Oggi è stato un anno da quando sei cittadini turchi sono stati rapiti dalle autorità del Kosovo in un'operazione ben organizzata e deportati in Turchia. Tuttavia, il Procuratore Speciale del Kosovo non ha ancora presentato accuse per nessuna persona. Decine di violazioni già conosciute sono state rese pubbliche dalla Commissione parlamentare per l’Investizione [...]
Oggi è stato un anno da quando sei cittadini turchi sono stati rapiti dalle autorità del Kosovo in un'operazione ben organizzata e deportati in Turchia. Tuttavia, il Procuratore Speciale del Kosovo non ha ancora presentato accuse per nessuna persona. Decine di violazioni già note sono state rese pubbliche dalla Commissione parlamentare per un'indagine sul caso dei Maglenisti al Parlamento.
Oggi è stato un anno da quando la polizia kosovara aveva arrestato e deportato sei cittadini turchi in Turchia, cinque di loro dipendenti alla scuola “Mehmet Akifзx1> e un medico.
Per quanto riguarda Cihan Tradottozkan, Kahraman Demirez, Hasan Hüseyin Günakan, Mustafa Erdem, Osman Karakaya e Yusuf Karabina stanno preparando un'accusa da parte del Bureau of Terrorism e del Crimine Organizzato dei Procuratori Repubblicani di Istanbul, le autorità del paese non hanno accusato quelle dietro quell'organizzazione.

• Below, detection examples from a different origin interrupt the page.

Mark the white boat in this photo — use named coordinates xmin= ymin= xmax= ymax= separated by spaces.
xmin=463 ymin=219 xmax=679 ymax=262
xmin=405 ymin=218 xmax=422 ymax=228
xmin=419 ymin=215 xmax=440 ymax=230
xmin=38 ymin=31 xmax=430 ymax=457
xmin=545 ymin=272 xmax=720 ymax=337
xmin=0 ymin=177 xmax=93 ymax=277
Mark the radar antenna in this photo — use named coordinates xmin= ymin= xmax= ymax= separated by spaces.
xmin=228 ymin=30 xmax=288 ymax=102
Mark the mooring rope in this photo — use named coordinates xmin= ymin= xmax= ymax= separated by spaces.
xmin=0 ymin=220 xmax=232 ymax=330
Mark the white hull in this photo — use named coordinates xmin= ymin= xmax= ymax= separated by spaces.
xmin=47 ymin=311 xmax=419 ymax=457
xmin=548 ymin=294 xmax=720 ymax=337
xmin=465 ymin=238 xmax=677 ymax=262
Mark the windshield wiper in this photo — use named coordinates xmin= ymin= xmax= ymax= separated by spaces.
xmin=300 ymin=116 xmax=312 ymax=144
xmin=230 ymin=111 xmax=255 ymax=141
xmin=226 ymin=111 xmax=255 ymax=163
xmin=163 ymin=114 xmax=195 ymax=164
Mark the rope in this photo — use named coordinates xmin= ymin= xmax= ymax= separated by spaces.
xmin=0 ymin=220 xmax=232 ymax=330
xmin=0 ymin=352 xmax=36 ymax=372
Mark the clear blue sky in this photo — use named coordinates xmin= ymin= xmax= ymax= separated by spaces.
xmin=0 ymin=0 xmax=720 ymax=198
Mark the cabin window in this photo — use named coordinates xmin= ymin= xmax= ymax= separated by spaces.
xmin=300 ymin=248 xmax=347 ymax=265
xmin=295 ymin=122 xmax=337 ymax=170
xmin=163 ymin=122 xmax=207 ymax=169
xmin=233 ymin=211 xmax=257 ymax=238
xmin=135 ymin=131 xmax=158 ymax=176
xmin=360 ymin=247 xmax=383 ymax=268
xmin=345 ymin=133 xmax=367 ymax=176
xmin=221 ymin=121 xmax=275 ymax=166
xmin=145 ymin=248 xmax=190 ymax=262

Il Procuratore Speciale Sylla Hoxha ha dichiarato a Gazeta Express che, nel caso, l'indagine è ancora in corso, nel frattempo, il file preparato nell'Assemblea è stato attaccato al giornale.
Nell'Assemblea del Kosovo, nel frattempo, i deputati hanno identificato 31 violazioni commesse dalle autorità.
Con l'inizio del lavoro e la stesura della relazione dell'esperto, i membri della Commissione parlamentare investigativa hanno affermato di aver iniziato varie pressioni nel lavoro di questa commissione.
Per questa maggiore pressione e impegno degli organi di prosecuzione per sbiancare la verità sul caso, l'ambasciata americana a Pristina, che è stata seguita anche da reazioni del Regno Unito e delle ambasciate tedesche.
A seguito dell'incidente avvenuto il 29 marzo 2018, il primo ministro Ramush Haradinaj aveva respinto Driton Gashi dall'ufficio, poi capo dell'Agenzia del Kosovo per l'Intelligence e il Ministro degli Affari Interni Flamur Sefaj, che in seguito si dimise dalle loro posizioni.
Si dice che la deportazione di sei cittadini turchi alla fine di marzo dello scorso anno sia stata effettuata attraverso un'azione coordinata tra servizi di intelligence dalla Turchia e dal Kosovo.